Nishinyの商標・ブランド日記

商標・ブランドの情報です。弁理士の西野吉徳のブログです。

台湾でシュウマイ販売

崎陽軒が台湾で試験販売

2018年8月23日の日経で、崎陽軒が台湾でシュウマイ弁当を試験販売したという記事がありました。

www.nikkei.com

  • 台北の食品展示会で販売
  • サンプル配布とアンケート。最終日に100個販売
  • 駅弁文化の発信と、インバウンドへのアピールが狙い
  • 台湾には駅弁文化があり、まず台湾
  • 本場の焼売と同社のものは異なる。副菜も日本風。差別化可能
  • 次回は、台北市の百貨店への催事で販売
  • 他のアジア地域でも検討

コメント

非常に面白い取り組みだと思いました。味千(ラーメン店)や、大戸屋サイゼリアが海外でも上手くいっているということは聞いたことがありますが、日本のシュウマイが本場の台湾で売れるというのは驚きです。

 

崎陽軒は横浜を代表する企業の一つで、横浜では非常に有名です。シュウマイやシュウマイ弁当は、横浜の主要駅には、だいたい販売コーナーがあり、食べたいと思えば、簡単に入手可能です。新幹線の新横浜から大阪に行くときは、良く買います。

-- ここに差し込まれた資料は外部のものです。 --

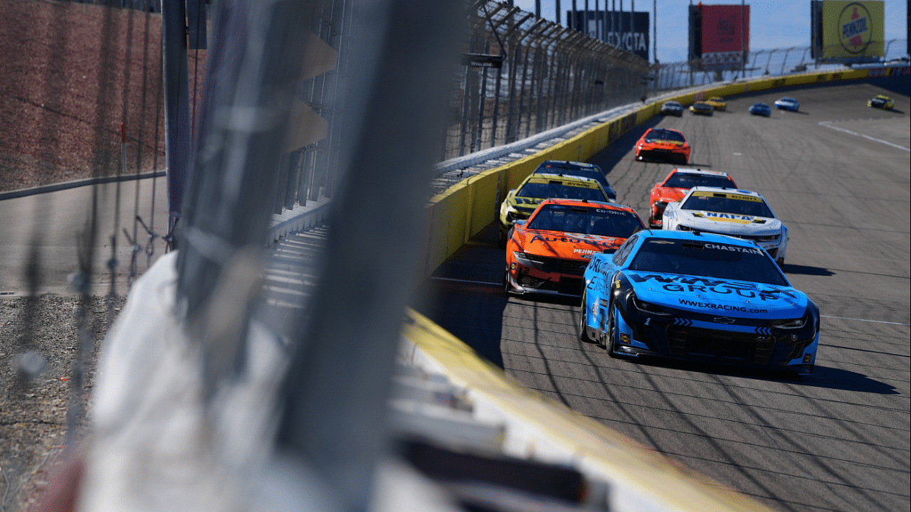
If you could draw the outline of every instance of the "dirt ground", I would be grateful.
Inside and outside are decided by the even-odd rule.
[[[124,302],[113,302],[114,315]],[[86,411],[95,380],[96,359],[108,326],[106,297],[87,304],[90,349],[85,358],[86,381],[75,388],[79,353],[78,297],[44,295],[0,300],[0,511],[29,509],[47,483],[51,466],[63,455],[67,437],[67,407],[77,397],[77,438],[87,427]],[[21,356],[37,353],[44,361],[31,378],[23,378]]]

ただ、横浜(神奈川)を離れると、買うことが困難になり、知名度も一挙に下がります。地域性の高い商品です。

 

記事では、同社の社長が、駅弁文化の発信と、インバンド客へのアピールと言っていますが、今回の取り組みは、日本の顧客へのアピール効果も高いように思います。

焼売のメッカである台湾で、美味しいと認められたシュウマイということになると、崎陽軒のブランドに伝説が一つ追加されます。

それをマスコミなどを使って、上手に広報できれば、日本での広告宣伝効果は抜群です。台湾での試験販売に要した費用がかかっていたとしても、広告費用換算では、簡単にペイします。

そして、ブランド発信(ストーリー)は、日本の横浜(神奈川)以外の地域で、シュウマイなりシュウマイ弁当を販売するときに、非常にプラスになります。

 

更に、台湾や他の海外でも、事業として「シュウマイ弁当」が販売できるようになれば、事業としても、文化の発信としても、非常に面白い取り組みになりそうです。

 

現時点、サンプル販売ですが、海外で事業をするなら、何よりもまず、事前に商標権を取得しておく必要があります。

崎陽軒」商標とそのローマ字表記の商標、「シュウマイ」と「シュウマイ弁当」のパッケージの商標あたりは、展開国で調査・出願すべきと思いました。(その次は、醤油さしの「ひょうちゃん」の立体商標です。)

 

実際に事業をすると、目先の利く人が、崎陽軒に先だって商標権を取得する(冒認出願)ことは避けられません。事前に商標権取得する場合、アジアなら、一カ国一商標10万円程度で済むところ、冒認出願されてしまうと異議申立や無効審判をしないといけなくなり、数倍の費用がかかります。場合によっては、相手に権利が認められたりすることもあるので、まず、海外展開するなら、構想の一番早い段階で、商標出願すべきとなります。

 

海外旅行ではパスポートが命の次に大事ですが、海外進出では商標権がそれにあたります。

 

崎陽軒が抜かりがあるとは思いませんが、国内中心の企業が海外進出するときは、ビジネスプランの前に商標です。